HB -that works great too. The only real advantage to hot composting is that it cooks the weed seeds so you have fewer problems with weeds cropping up. We've done the tilling under thing although I do it in the fall. I scattered some old hay on the garden once figuring to till it under in the spring but it insulated the ground and it took "forever" for the ground to dry out. I finally raked it all up and hot composted it. Hot composting is faster also.

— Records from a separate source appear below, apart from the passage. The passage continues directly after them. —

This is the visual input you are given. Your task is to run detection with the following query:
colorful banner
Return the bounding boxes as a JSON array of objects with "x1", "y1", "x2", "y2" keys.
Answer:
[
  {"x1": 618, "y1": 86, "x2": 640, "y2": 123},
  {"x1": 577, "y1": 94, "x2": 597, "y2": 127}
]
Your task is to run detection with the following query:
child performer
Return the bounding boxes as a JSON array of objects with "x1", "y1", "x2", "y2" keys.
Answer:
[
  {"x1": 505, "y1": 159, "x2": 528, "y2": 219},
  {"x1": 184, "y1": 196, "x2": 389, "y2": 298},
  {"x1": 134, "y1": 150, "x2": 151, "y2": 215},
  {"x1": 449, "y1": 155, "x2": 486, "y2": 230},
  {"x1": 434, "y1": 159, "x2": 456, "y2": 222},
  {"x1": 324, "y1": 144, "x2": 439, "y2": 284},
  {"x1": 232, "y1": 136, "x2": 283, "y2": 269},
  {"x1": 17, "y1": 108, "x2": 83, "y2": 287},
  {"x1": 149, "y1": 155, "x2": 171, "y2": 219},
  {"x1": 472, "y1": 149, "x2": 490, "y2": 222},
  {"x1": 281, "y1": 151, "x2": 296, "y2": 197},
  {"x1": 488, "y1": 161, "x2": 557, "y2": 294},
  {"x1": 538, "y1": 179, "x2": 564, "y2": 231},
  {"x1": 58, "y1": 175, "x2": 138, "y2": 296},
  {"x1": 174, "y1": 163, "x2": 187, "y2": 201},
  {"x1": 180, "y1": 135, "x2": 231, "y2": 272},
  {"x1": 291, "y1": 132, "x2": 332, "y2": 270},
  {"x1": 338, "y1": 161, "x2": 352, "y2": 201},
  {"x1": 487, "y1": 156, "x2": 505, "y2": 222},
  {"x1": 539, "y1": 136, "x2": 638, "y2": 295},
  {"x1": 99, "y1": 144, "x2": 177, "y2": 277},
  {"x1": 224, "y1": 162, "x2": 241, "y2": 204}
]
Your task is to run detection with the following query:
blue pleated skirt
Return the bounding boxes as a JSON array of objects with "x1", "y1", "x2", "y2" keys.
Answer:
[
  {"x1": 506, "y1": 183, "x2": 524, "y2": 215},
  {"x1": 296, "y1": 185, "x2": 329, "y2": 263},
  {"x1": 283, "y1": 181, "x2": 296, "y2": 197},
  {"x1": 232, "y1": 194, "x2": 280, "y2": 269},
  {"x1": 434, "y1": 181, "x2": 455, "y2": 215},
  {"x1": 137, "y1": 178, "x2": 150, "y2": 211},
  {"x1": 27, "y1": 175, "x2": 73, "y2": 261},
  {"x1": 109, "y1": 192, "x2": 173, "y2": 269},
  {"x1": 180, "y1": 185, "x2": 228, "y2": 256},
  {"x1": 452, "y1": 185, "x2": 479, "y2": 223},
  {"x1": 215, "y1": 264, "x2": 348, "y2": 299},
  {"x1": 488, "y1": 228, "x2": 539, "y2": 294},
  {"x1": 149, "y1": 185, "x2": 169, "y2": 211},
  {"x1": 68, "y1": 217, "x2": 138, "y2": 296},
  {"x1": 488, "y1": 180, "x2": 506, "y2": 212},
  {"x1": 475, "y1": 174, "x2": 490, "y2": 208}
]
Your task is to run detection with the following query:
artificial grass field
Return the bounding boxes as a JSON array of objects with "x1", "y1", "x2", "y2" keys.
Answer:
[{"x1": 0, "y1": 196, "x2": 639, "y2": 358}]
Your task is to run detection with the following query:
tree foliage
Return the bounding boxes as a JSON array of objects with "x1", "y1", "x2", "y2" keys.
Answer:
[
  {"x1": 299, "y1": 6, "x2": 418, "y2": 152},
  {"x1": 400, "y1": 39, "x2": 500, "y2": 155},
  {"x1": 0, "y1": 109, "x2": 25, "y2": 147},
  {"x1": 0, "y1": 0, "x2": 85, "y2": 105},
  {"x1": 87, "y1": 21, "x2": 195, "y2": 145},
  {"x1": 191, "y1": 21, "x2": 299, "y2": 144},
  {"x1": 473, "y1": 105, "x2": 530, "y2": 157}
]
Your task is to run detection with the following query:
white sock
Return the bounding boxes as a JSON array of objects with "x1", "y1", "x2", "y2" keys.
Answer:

We also have an ongoing compost pile to throw thngs in that the goat won't eat. I empty it in the spring and spread the compost on the garden then.


----------



## cqp33

I had a compost pile a few houses ago (active military so I move around a lot), I built a bin that was 5 foot square with gaps between the slats for good air movement and a side that was easily removed. I bought a bagger for my riding mower to catch the mulched grass and leaves and mixed them up in the bin all together. One of the biggest mistakes people make is with keeping a pile moist (moist NOT wet)! if you get rain then it may be ok, turn the pile by taking the bottom stuff and putting it on top, if the stuff in the middle is bone dry, needs more water or turning more frequently. remember too that a compost pile can get hot enough to combust if the mixture isn't right so be careful with that! If you keep the moisture right and keep the pile turned, leaves will be black rich dirt in about 2 months!


----------



## bugoutbob

The question was asked ... do you add worms? No ... because ... A properly built compost heat will get too hot for worms, in fact it will stay above freezing most of the winter even here in Alberta


----------



## Meerkat

We take a big piece of tarp or plastic and rake the leaves onto it so its easier to carry and we don't have to use a pitch fork to pick them up, just rake em onto the plastic.

We do this every fall or here its actually every winter before they fall. We use one tumbler on a stand ,got that about 8 yr.s ago very expensive about $500 .The other two we got for $12 a piece. Those we use pitch fork to turn. or use them to store leaves in if not enough green around. 

We put kitchen scraps, no oil, dairy or meat of any kind in ours. We do use last years chicken manure.


----------



## crabapple

I am with The_Blob, no matter what you are composting you need to grind/shredding,Compost pile should have a 30:1 C/N ratio. 
Carob/browns ingredients 30 pounds to 1 pound Nitrogen/Green ingredients. You should have sufficient water, not wet ,but moisture in the whole pile. It will compost better if you turn it once a week, twice a week is better.


----------